Ryerson was in a festive mood last night, as the university celebrated the fifth anniversary of its incubator and co-working space, DMZ. No stranger to any event that will have us, BetaKit was on hand to soak up the mood and grab some cake.
The snazzy black and white stylings and fun party favours belied the serious success Ryerson’s incubator has found in year five. The DMZ is ranked #1 in Canada and #5 in the world by the University Business Incubator (UBI) Index, laying claim to over 180 startups incubated, with over $70 million in funding to those startups since 2010. Perhaps most tellingly, Ryerson has launched a total of 7 different zones inspired by the DMZ to serve as hubs for student entrepreneurship and innovation.
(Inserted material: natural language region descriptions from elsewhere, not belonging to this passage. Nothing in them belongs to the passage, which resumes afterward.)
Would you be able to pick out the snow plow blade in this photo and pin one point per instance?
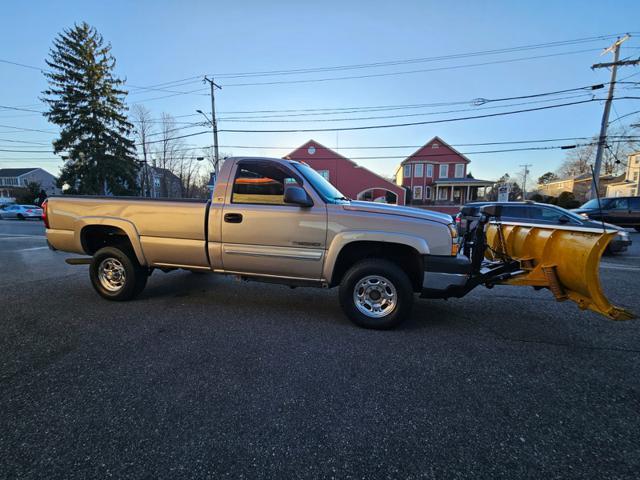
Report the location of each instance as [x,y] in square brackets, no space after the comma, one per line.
[563,259]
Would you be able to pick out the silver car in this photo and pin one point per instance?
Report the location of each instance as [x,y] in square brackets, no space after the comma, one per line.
[21,212]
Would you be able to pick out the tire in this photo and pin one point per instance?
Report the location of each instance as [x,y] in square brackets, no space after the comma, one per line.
[116,274]
[392,285]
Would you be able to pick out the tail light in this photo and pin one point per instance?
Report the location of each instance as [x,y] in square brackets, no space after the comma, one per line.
[45,219]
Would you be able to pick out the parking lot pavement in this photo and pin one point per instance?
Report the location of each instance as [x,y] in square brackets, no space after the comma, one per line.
[203,377]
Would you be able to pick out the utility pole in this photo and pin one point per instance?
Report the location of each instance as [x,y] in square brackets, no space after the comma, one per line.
[524,179]
[602,139]
[214,123]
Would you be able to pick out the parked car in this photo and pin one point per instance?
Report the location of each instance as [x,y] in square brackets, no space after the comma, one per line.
[621,211]
[544,214]
[21,212]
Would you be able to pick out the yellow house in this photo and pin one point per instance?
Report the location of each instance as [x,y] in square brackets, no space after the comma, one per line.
[630,185]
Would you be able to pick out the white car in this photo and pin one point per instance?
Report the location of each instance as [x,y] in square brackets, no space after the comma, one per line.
[21,212]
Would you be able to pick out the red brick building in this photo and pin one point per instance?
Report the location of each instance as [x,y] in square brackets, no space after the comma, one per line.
[347,176]
[436,176]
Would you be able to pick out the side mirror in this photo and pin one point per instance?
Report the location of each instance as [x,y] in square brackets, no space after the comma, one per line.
[468,211]
[297,196]
[492,210]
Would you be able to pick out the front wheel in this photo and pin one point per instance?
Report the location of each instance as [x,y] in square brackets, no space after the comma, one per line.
[116,274]
[376,293]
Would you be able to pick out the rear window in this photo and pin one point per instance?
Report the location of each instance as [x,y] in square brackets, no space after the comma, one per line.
[261,183]
[618,203]
[516,212]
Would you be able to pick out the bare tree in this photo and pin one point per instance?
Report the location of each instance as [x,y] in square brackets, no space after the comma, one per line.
[620,144]
[187,169]
[208,154]
[143,127]
[168,152]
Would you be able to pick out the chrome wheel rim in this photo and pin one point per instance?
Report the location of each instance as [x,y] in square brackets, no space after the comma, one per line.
[111,274]
[375,296]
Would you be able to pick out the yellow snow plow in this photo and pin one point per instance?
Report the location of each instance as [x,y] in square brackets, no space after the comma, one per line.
[563,259]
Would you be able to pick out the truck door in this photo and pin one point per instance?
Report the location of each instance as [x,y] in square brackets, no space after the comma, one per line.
[263,235]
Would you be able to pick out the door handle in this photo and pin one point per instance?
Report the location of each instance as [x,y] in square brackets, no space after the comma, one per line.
[233,217]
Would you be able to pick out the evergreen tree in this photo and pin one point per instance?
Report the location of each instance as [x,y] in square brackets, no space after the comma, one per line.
[86,101]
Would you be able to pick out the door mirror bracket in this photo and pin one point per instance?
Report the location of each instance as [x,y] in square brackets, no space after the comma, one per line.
[297,196]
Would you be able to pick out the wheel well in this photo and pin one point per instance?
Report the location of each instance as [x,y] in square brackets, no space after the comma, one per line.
[95,237]
[405,256]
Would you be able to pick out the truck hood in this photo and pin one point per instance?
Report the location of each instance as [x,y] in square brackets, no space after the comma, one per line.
[386,209]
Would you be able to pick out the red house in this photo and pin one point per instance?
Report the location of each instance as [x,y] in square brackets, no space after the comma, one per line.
[347,176]
[436,176]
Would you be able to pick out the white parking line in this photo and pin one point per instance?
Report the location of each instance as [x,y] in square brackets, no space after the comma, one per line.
[613,266]
[12,236]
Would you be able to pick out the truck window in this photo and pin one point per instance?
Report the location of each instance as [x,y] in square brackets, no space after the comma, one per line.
[619,204]
[261,183]
[514,212]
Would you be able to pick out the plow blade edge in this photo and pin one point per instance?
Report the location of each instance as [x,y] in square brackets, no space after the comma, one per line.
[562,259]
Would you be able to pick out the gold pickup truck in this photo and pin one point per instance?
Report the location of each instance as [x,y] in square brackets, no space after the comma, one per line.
[280,221]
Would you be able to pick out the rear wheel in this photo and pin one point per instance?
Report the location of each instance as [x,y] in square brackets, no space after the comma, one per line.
[376,293]
[116,274]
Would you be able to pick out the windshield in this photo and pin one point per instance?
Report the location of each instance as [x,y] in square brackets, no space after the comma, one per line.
[594,203]
[327,191]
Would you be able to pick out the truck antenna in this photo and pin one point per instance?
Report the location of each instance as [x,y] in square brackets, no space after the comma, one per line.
[597,192]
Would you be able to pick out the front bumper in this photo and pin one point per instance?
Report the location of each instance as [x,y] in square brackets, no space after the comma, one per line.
[443,272]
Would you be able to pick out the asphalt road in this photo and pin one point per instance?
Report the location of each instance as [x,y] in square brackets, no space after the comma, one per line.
[203,377]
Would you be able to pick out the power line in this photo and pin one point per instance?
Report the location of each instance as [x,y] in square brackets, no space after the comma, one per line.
[393,157]
[426,122]
[405,72]
[619,139]
[402,115]
[416,60]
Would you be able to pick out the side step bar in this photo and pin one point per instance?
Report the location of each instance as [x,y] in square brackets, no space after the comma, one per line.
[79,261]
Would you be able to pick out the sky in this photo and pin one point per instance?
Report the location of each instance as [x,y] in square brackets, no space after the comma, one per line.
[156,42]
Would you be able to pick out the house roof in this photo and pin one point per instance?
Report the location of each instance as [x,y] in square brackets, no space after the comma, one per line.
[16,172]
[356,165]
[438,140]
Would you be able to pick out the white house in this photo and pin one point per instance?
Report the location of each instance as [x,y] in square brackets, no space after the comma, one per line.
[13,178]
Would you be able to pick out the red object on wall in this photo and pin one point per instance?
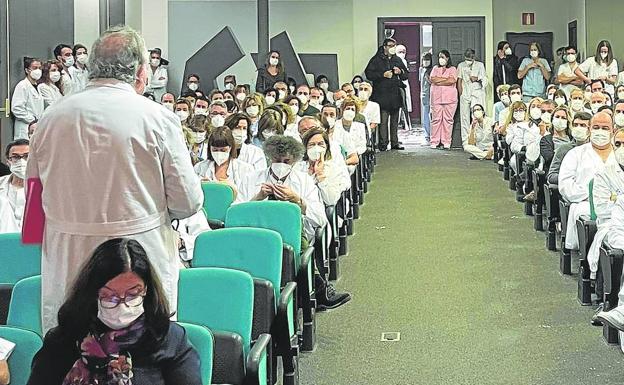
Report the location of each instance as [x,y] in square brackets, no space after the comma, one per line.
[528,18]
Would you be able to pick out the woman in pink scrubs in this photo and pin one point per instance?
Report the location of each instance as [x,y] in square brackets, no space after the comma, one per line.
[443,100]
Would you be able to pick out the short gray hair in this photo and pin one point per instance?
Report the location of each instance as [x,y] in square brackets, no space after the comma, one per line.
[279,146]
[117,54]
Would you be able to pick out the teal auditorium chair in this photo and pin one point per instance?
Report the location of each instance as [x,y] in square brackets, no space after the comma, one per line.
[25,306]
[17,261]
[27,344]
[218,197]
[259,253]
[203,342]
[222,300]
[285,218]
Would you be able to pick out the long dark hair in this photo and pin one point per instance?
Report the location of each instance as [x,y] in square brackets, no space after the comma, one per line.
[78,314]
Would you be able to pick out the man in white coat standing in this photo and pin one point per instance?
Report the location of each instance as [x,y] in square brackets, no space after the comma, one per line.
[112,164]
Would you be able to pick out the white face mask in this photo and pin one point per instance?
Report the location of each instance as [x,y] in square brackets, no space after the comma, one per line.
[535,113]
[19,169]
[281,170]
[619,155]
[220,157]
[316,152]
[600,138]
[217,121]
[348,115]
[515,98]
[183,115]
[519,116]
[121,316]
[55,76]
[577,104]
[579,133]
[36,74]
[560,124]
[239,136]
[253,111]
[84,58]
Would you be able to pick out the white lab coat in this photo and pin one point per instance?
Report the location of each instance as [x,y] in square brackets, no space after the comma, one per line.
[578,167]
[472,92]
[14,200]
[252,155]
[79,77]
[301,184]
[155,84]
[128,174]
[26,105]
[607,190]
[50,94]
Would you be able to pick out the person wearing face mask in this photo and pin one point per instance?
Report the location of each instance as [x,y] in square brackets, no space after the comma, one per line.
[505,66]
[534,72]
[566,74]
[27,105]
[284,181]
[245,151]
[424,73]
[117,305]
[443,101]
[79,71]
[602,66]
[65,55]
[471,83]
[12,187]
[157,75]
[579,166]
[50,87]
[117,183]
[273,71]
[480,141]
[386,72]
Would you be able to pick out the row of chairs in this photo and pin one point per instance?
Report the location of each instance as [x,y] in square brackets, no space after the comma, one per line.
[550,212]
[265,307]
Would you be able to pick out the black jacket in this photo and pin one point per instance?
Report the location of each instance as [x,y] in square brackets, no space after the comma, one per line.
[386,92]
[175,362]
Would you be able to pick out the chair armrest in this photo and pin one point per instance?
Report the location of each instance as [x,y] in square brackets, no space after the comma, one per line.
[257,362]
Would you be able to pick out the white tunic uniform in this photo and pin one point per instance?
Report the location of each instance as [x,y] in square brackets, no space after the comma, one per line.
[26,106]
[578,167]
[127,175]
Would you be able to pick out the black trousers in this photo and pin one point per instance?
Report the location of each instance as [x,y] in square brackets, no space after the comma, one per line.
[389,121]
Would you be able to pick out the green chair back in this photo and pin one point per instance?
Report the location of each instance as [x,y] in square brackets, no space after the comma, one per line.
[27,344]
[220,299]
[256,251]
[25,305]
[18,260]
[218,197]
[283,217]
[203,342]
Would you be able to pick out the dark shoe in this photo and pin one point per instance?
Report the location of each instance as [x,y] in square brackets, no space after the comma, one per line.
[595,321]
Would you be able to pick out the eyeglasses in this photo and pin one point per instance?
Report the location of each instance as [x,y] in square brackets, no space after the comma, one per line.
[16,157]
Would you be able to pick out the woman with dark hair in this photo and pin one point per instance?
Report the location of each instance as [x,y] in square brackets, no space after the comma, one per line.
[443,100]
[424,74]
[240,124]
[272,72]
[50,85]
[114,327]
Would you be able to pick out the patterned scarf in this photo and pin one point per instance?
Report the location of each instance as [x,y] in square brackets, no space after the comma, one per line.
[104,357]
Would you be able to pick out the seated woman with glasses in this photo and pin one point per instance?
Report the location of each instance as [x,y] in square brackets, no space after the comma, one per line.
[114,327]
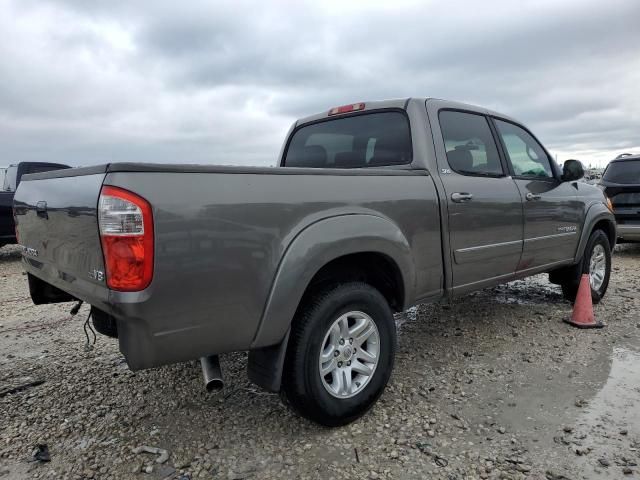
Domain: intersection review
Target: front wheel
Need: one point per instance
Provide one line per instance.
(596, 261)
(340, 353)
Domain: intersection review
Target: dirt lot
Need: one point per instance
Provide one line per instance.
(493, 386)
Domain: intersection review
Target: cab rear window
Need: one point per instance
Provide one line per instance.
(366, 140)
(627, 172)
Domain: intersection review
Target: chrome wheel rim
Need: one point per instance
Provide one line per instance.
(597, 267)
(349, 354)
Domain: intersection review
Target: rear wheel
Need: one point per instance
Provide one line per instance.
(340, 354)
(596, 261)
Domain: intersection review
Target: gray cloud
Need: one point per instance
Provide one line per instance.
(88, 82)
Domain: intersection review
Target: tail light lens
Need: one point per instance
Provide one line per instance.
(126, 231)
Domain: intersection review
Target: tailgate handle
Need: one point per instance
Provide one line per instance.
(41, 209)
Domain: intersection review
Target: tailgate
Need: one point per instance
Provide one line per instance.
(57, 226)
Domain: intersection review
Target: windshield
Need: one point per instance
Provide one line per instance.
(627, 172)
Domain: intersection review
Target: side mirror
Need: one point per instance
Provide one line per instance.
(572, 170)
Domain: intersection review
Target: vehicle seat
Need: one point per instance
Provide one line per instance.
(313, 156)
(460, 160)
(349, 160)
(389, 150)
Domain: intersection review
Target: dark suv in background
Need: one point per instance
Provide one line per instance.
(621, 183)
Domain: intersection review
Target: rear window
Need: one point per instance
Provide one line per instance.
(368, 140)
(627, 172)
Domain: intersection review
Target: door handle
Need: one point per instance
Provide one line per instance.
(461, 197)
(41, 209)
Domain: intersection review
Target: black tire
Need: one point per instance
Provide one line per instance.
(572, 282)
(302, 384)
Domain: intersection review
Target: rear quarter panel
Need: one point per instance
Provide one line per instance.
(219, 240)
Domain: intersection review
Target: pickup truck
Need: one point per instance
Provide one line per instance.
(9, 179)
(373, 208)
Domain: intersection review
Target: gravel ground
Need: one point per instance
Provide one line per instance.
(492, 386)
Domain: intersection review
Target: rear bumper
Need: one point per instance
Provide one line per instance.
(629, 232)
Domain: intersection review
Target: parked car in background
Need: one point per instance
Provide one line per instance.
(11, 177)
(621, 183)
(374, 207)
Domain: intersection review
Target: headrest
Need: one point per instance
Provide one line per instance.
(313, 156)
(349, 160)
(460, 159)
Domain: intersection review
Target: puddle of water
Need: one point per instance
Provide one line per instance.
(618, 402)
(609, 429)
(534, 290)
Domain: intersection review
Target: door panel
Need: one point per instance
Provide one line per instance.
(484, 206)
(552, 212)
(552, 222)
(485, 232)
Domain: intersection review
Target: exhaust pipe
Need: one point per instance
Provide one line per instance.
(211, 373)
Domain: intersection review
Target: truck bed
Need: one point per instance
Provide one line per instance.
(220, 235)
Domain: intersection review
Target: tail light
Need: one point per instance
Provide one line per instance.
(126, 231)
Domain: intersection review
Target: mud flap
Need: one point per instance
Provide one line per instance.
(266, 364)
(43, 293)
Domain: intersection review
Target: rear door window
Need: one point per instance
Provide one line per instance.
(471, 149)
(367, 140)
(527, 157)
(10, 179)
(627, 172)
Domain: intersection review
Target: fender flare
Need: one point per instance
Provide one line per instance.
(596, 213)
(314, 247)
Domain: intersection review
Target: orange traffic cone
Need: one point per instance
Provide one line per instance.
(582, 316)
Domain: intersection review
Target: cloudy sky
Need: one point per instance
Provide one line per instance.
(86, 82)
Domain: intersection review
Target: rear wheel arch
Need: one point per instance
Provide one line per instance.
(609, 228)
(386, 266)
(321, 244)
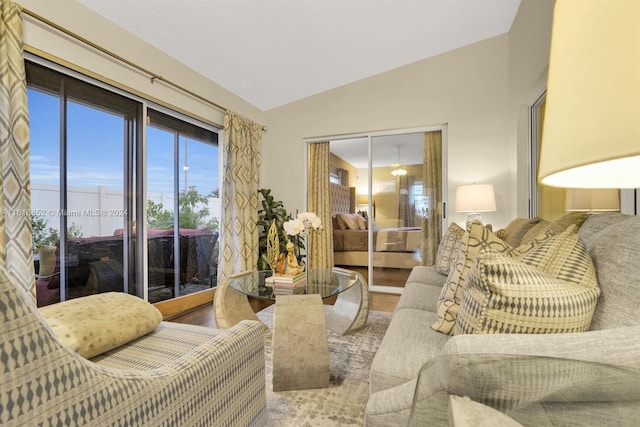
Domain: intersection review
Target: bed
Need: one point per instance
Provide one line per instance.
(397, 247)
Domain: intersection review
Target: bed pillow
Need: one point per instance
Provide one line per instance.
(476, 238)
(347, 221)
(509, 295)
(97, 323)
(448, 249)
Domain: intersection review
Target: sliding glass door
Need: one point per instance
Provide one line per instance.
(383, 179)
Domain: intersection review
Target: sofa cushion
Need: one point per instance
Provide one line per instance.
(408, 343)
(476, 238)
(557, 226)
(505, 295)
(419, 295)
(448, 248)
(612, 241)
(516, 229)
(97, 323)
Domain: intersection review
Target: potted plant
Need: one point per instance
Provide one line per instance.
(272, 211)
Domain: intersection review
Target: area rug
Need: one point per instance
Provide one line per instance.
(343, 403)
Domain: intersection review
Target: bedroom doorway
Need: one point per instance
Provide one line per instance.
(384, 206)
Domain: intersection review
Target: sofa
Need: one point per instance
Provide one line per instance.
(132, 369)
(458, 364)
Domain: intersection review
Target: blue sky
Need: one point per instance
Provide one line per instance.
(95, 150)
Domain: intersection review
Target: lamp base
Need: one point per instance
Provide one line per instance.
(473, 216)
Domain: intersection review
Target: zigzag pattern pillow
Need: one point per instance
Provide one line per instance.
(476, 238)
(552, 289)
(448, 249)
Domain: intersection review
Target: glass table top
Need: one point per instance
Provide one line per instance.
(326, 283)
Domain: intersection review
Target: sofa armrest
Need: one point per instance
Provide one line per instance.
(619, 346)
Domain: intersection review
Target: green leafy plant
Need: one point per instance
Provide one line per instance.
(272, 211)
(193, 212)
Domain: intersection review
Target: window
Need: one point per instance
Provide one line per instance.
(182, 176)
(87, 183)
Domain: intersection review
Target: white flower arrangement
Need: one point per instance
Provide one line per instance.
(304, 221)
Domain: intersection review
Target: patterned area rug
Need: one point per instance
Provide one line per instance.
(343, 403)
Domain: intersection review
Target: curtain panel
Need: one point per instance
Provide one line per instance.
(319, 201)
(432, 189)
(16, 244)
(239, 231)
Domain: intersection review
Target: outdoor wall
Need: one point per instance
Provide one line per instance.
(476, 90)
(95, 211)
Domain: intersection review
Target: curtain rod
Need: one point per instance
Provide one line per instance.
(153, 75)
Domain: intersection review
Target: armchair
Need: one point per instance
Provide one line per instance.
(176, 375)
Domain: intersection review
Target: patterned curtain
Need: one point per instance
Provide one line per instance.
(16, 250)
(320, 243)
(406, 203)
(239, 232)
(343, 176)
(432, 188)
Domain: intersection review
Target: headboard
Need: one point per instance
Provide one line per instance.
(340, 198)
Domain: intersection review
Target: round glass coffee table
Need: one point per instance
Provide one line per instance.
(300, 349)
(350, 311)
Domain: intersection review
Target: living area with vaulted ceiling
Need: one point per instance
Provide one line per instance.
(163, 159)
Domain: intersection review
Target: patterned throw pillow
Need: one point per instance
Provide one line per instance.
(448, 248)
(348, 221)
(557, 226)
(553, 289)
(478, 237)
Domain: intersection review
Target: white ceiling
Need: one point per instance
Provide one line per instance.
(272, 52)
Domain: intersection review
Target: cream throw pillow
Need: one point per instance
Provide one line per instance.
(478, 237)
(448, 249)
(94, 324)
(553, 289)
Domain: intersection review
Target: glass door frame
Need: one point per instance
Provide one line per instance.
(369, 136)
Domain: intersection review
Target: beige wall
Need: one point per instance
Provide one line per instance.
(476, 90)
(80, 20)
(529, 41)
(480, 91)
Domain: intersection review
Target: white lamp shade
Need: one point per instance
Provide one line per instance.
(592, 200)
(591, 135)
(475, 198)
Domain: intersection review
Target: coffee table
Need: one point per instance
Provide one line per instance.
(300, 343)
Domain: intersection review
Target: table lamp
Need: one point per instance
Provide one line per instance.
(591, 134)
(475, 198)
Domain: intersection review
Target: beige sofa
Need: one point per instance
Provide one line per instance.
(612, 241)
(175, 375)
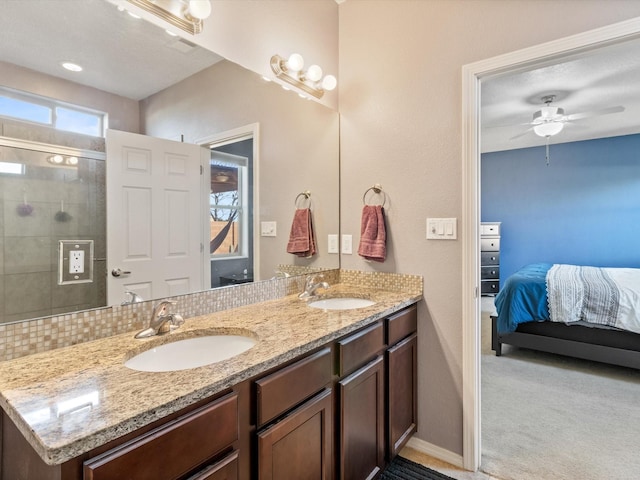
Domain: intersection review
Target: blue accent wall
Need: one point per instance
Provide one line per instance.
(583, 208)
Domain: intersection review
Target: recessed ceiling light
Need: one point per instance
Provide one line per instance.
(72, 67)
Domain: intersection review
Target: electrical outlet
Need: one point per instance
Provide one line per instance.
(347, 244)
(76, 261)
(332, 243)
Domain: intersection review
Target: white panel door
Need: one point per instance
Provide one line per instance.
(154, 217)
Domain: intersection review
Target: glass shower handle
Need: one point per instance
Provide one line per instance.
(116, 272)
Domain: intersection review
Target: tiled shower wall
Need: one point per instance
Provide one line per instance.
(31, 226)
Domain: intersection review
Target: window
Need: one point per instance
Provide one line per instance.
(52, 113)
(227, 203)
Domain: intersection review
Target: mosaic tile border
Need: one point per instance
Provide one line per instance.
(26, 338)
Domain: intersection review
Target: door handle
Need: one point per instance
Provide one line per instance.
(116, 272)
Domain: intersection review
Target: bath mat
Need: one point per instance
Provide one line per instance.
(402, 469)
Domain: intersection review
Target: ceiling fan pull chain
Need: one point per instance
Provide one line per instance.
(547, 153)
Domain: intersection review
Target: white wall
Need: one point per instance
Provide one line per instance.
(401, 126)
(298, 148)
(250, 32)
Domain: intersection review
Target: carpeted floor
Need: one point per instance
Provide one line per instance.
(402, 469)
(550, 417)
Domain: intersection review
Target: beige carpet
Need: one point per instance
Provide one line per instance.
(550, 417)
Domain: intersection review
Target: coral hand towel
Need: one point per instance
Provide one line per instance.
(301, 238)
(373, 234)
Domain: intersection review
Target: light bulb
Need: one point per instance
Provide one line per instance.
(200, 9)
(295, 62)
(548, 129)
(329, 83)
(314, 73)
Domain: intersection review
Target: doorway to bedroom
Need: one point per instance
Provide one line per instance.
(542, 414)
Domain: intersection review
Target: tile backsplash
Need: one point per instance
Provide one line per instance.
(25, 338)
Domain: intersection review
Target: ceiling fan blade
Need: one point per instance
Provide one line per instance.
(522, 134)
(595, 113)
(506, 125)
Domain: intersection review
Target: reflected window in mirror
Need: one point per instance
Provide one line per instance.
(231, 213)
(227, 205)
(51, 113)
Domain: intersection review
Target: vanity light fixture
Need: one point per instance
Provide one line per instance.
(188, 15)
(310, 81)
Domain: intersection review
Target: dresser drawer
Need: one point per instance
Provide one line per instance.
(490, 229)
(359, 348)
(489, 273)
(489, 258)
(489, 286)
(174, 449)
(490, 244)
(401, 325)
(286, 388)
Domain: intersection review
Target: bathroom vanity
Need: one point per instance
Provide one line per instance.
(323, 394)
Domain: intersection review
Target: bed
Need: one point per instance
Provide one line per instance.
(584, 312)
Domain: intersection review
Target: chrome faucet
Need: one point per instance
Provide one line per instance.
(311, 286)
(161, 321)
(132, 297)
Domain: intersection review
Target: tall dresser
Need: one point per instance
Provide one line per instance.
(489, 258)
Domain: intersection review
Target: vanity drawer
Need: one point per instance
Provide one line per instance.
(490, 244)
(359, 348)
(225, 469)
(401, 325)
(489, 286)
(489, 258)
(286, 388)
(174, 449)
(489, 273)
(490, 229)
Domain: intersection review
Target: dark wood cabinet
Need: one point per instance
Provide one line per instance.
(225, 469)
(300, 446)
(361, 436)
(341, 411)
(173, 450)
(402, 378)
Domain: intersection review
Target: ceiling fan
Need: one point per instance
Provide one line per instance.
(550, 120)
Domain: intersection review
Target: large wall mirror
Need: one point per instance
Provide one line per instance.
(195, 97)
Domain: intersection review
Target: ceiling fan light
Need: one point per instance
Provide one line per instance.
(548, 129)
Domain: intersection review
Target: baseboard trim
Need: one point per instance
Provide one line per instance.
(436, 452)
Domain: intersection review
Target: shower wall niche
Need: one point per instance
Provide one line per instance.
(49, 196)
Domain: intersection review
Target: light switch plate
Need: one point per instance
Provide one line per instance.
(75, 261)
(268, 229)
(442, 229)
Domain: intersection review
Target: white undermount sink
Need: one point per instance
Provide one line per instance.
(190, 353)
(341, 303)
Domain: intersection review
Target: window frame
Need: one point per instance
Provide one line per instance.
(53, 105)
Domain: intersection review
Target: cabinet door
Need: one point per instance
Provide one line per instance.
(174, 449)
(362, 422)
(299, 447)
(402, 378)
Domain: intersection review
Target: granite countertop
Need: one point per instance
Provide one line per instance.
(70, 400)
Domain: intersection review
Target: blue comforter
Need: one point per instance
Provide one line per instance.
(523, 298)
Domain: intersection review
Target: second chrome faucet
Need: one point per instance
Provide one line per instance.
(161, 320)
(311, 286)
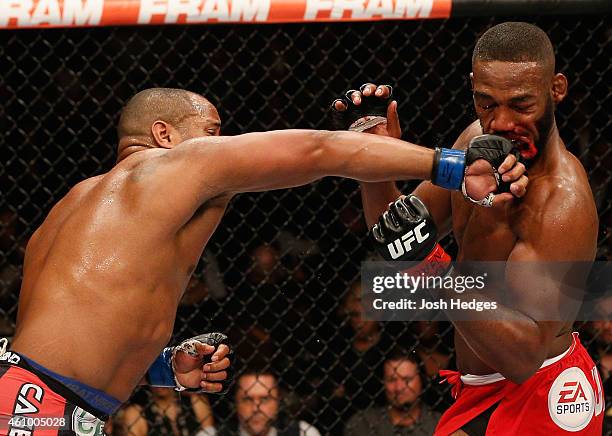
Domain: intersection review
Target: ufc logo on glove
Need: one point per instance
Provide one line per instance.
(404, 244)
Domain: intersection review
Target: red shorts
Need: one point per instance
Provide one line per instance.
(563, 397)
(32, 403)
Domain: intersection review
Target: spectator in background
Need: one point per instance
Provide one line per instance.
(360, 355)
(404, 413)
(258, 409)
(168, 414)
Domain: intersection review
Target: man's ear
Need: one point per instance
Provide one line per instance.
(164, 135)
(559, 88)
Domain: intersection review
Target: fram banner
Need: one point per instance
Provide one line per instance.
(77, 13)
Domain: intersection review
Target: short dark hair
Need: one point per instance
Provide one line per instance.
(515, 42)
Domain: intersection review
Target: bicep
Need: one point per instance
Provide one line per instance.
(173, 185)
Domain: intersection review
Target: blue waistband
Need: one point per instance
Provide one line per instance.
(94, 397)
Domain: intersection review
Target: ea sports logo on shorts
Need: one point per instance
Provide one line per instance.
(571, 400)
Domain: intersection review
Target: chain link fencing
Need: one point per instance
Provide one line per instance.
(279, 275)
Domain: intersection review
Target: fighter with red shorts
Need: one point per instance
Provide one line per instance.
(520, 373)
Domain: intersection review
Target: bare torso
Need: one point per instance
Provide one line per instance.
(491, 234)
(103, 278)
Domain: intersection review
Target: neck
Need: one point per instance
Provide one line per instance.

At the event, Valerie Fox, Executive Director of the DMZ, gave a passionate and insightful speech looking back over the life of the incubator from launch to now. BetaKit was able to grab her afterwards to get additional perspective on the process.
“For us to start at an educational institution, we had to start outside of that, and then bring it in [to the university],” she said. “By the second year, when we really started having success, that’s when we were able to bring it in. Now, we are transforming how education is done at the university, and that is spectacular.”
While Fox admitted that much of DMZ’s evolution was a product of “doing it, then looking back to see how it had been done,” she was able to provide some recommendations to other incubators, university-based or otherwise. “It must be international,” she said. “You must create gateways to international companies, and have those companies cross-pollinate with the companies that are here.”
— Tom Emrich 🏳️🌈 (@tomemrich) April 15, 2015
The event was also an opportunity for Ryerson to unveil the incubator’s new branding and logo. For most, Ryerson’s Digital Media Zone has always simply been ‘the DMZ’ – a more convenient and somewhat alluring epithet for the incubator. Now, that name is official. DMZ’s Director of Marketing and Communications, Brendan Dellandrea, explained why.
“The reasons for the change are two-fold,” he said. “One, our companies aren’t just about digital media anymore, so the Digital Media Zone name didn’t make sense anymore.
“The second, of course, is that the sophistication of our startups, and the DMZ itself, has come so far. We’ve evolved so much, and we didn’t see ourselves reflected in our old logo.”
The new logo, shown above, lit up every time #DMZ5 was tweeted during the event. Dellandrea noted that it will eventually find permanent residence within DMZ, lighting the path for the incubator’s next five years.